Some of these loyalists are believed to be behind the sectarian campaign of intimidation which has led to eight Catholic families being evicted from their Stoneyford homes.
Recently, a number of loyalists, including Mark Harbison, who are well-known to the Catholics of the village and the PSNI, have been arrested. Harbinson was arrested as a result of a statement made by the Sinn Féin MLA .
The statements we made arose out of an incident in Stoneyford when a number of loyalists tried to frighten us out of the village while the Lagan Valley MLA was being interviewed for the BBC’s Spotlight programme.
He was being interviewed in the car park of the Stonyford Inn. The inn was once owned by a Catholic family but now lies in ruins having been attacked up to 80 times by loyalists.
The Spotlight team is doing a special investigation into the loyalist campaign against the Catholics of the village and the PSNI’s policing of these loyalists.

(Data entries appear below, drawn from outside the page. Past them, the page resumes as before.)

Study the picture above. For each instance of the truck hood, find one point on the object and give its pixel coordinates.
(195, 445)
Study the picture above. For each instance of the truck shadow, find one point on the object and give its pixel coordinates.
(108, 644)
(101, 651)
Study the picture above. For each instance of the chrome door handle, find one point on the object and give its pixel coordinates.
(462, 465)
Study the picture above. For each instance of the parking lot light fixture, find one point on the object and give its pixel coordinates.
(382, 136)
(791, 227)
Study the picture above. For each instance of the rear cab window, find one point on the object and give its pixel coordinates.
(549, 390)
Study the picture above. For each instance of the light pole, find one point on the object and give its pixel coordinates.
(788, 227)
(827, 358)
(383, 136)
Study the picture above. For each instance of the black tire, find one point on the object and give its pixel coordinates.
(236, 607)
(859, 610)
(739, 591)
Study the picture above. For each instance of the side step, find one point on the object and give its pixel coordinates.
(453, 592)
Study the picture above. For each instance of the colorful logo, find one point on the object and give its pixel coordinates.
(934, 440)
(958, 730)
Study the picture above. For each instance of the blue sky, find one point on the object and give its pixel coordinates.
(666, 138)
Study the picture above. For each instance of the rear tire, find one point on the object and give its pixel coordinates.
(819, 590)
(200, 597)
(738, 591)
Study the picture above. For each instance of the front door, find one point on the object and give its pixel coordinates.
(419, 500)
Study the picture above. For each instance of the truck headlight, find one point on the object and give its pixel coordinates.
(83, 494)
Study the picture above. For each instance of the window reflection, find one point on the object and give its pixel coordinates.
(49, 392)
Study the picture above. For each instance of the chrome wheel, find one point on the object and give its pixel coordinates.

Our act of solidarity with Stoneyford’s Catholics was not just a gesture towards them it was also a gesture to the PSNI. Given our individual republican history it was not easy to make that commitment.

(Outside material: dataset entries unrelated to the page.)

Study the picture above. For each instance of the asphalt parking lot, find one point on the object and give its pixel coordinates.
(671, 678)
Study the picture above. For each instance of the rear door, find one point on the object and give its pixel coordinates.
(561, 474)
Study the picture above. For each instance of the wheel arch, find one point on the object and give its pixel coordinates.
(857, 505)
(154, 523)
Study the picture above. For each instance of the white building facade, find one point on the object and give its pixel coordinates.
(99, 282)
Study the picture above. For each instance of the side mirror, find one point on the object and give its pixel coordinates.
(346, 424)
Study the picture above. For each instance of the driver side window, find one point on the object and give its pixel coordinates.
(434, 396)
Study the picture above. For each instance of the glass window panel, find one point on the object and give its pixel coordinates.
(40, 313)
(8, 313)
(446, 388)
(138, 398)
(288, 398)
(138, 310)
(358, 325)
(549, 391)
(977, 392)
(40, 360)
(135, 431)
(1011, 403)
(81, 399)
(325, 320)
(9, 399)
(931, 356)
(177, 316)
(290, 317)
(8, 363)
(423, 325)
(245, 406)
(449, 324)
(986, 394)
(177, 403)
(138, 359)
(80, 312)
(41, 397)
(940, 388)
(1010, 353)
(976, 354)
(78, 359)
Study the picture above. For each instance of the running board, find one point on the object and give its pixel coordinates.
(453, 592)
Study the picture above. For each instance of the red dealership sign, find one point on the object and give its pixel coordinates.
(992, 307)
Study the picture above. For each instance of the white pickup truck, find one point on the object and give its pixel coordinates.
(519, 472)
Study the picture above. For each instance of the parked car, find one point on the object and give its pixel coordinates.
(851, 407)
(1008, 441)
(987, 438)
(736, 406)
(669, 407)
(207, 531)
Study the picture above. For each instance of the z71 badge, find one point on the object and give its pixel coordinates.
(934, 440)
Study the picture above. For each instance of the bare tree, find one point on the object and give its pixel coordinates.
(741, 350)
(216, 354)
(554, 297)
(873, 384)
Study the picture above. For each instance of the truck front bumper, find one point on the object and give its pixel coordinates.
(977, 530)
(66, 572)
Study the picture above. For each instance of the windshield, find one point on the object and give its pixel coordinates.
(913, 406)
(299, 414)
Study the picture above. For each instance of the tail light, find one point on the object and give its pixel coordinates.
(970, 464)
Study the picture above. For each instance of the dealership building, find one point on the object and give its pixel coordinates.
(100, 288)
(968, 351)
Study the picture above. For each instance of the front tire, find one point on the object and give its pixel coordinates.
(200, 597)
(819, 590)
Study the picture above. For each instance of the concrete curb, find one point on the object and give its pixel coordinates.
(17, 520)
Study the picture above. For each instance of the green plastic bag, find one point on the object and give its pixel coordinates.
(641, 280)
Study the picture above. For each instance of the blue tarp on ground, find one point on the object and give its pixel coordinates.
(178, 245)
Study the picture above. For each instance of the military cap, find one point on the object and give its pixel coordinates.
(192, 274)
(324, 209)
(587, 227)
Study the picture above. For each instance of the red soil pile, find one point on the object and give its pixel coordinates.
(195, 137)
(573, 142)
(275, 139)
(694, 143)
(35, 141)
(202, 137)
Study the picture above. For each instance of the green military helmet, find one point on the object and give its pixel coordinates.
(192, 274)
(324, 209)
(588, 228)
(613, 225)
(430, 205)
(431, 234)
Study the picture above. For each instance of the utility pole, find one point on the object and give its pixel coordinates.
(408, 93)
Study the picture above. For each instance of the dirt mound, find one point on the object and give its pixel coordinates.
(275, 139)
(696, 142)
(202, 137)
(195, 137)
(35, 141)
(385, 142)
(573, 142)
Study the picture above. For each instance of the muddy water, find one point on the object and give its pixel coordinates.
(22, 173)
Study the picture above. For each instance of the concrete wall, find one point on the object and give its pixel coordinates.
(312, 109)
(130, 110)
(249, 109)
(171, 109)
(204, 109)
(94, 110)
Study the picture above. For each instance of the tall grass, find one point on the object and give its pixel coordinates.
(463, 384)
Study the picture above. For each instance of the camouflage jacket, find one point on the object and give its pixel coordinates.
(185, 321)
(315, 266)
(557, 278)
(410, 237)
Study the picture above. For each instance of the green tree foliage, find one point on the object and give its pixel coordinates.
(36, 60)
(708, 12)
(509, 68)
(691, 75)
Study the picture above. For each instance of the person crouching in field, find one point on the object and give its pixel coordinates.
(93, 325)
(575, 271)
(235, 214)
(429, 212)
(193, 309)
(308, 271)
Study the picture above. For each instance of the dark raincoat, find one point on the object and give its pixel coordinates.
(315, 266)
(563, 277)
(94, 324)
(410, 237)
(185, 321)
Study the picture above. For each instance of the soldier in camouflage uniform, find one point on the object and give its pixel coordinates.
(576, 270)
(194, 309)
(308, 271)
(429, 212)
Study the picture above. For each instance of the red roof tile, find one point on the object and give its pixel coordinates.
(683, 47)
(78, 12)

It was not easy to cross the line, to move beyond the general call by republicans to support the PSNI to the personal act of siding with them in a joint effort to protect the Catholics of Stoneyford from loyalists.

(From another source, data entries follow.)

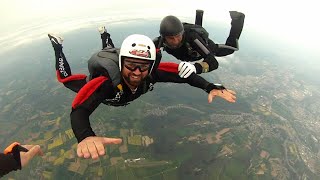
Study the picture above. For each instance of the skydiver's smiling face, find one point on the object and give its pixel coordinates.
(174, 41)
(134, 71)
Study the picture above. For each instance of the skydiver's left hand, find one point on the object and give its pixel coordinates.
(226, 94)
(93, 146)
(33, 150)
(186, 69)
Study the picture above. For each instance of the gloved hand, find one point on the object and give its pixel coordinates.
(186, 69)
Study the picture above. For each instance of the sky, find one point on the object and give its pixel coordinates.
(24, 21)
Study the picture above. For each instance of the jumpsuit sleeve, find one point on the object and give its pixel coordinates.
(85, 102)
(206, 50)
(168, 72)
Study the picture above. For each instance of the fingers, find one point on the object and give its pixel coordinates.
(87, 149)
(112, 141)
(100, 148)
(211, 97)
(94, 146)
(182, 69)
(228, 95)
(27, 156)
(180, 66)
(186, 69)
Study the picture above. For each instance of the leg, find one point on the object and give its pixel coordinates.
(64, 75)
(231, 44)
(105, 37)
(236, 28)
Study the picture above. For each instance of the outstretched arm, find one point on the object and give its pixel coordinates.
(168, 72)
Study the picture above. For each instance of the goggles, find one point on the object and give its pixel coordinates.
(132, 65)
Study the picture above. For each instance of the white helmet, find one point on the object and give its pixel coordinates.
(139, 47)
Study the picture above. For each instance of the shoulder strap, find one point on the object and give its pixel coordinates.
(105, 63)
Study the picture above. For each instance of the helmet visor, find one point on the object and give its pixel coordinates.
(132, 65)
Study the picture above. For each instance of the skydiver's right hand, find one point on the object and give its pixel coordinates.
(93, 146)
(186, 69)
(226, 94)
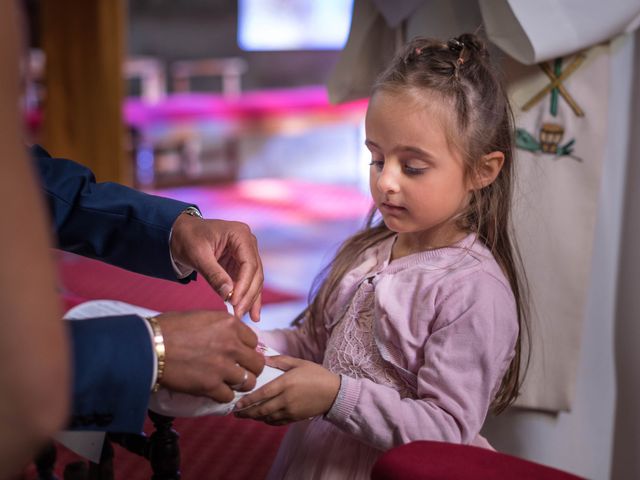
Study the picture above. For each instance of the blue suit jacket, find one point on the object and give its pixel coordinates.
(112, 357)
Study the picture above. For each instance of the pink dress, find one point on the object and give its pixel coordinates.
(421, 344)
(316, 449)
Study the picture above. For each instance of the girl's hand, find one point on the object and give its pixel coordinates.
(305, 390)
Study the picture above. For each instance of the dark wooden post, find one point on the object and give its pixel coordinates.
(84, 43)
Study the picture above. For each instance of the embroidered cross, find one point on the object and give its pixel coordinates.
(555, 86)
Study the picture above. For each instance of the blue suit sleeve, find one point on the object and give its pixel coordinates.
(112, 369)
(112, 356)
(107, 221)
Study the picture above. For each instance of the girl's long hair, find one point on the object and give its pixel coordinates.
(478, 120)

In the interview room, while making my statement to the PSNI officer, I deliberately sat on the same side of the table as he did. The space opposite us, on the other side of the table, I had occupied many times, while being interrogated by RUC personnel.
As I sat in the interview room, as a visitor not a suspect, I pondered on those experiences and thought how far we had travelled to the seat I now occupied on this side of the table.
Earlier that day I watched the Assembly debate a report on the transfer of policing and justice powers to the north’s Executive.
Reflecting on the debate it struck me that the unionist parties were trying, symbolically speaking, to deprive the nationalist and republican community of the opportunity to sit on the same side of the table with PSNI officers as I had.
Unionist opposition to the transfer of policing and justice powers was about keeping nationalists on the side of the table reserved for those being interrogated by the PSNI.
In other words unionists are trying to perpetuate the old hostile relationship between nationalists and the police, a relationship which suits their attempts to prevent nationalists and unionists sharing this last arena of power.
The debate also reflected the current nervousness inside the DUP as it comes to terms with the political implications of changing its leader and the threat it perceives from Jim Allister’s party as a result of his party’s performance in the Dromore by-election.
The ‘confident unionism’ which the DUP said it was offering the unionist people is showing signs of stress and is in retreat on the issue of transferring policing and justice powers to the Executive.
However, opposition comments from unionist parties had a hollow ring to them given their participation in the all-Ireland ministerial council, executive and assembly since May of last year.
This participation was reflected in the actual report which was being debated in the chamber - a report which had the agreement of all the Executive parties on practically all issues except the date on which police and justice powers would be transferred.
Confident unionism may be in retreat but it is a matter of when, not if, police and justice powers will be transferred as it was with the setting up of the institutions.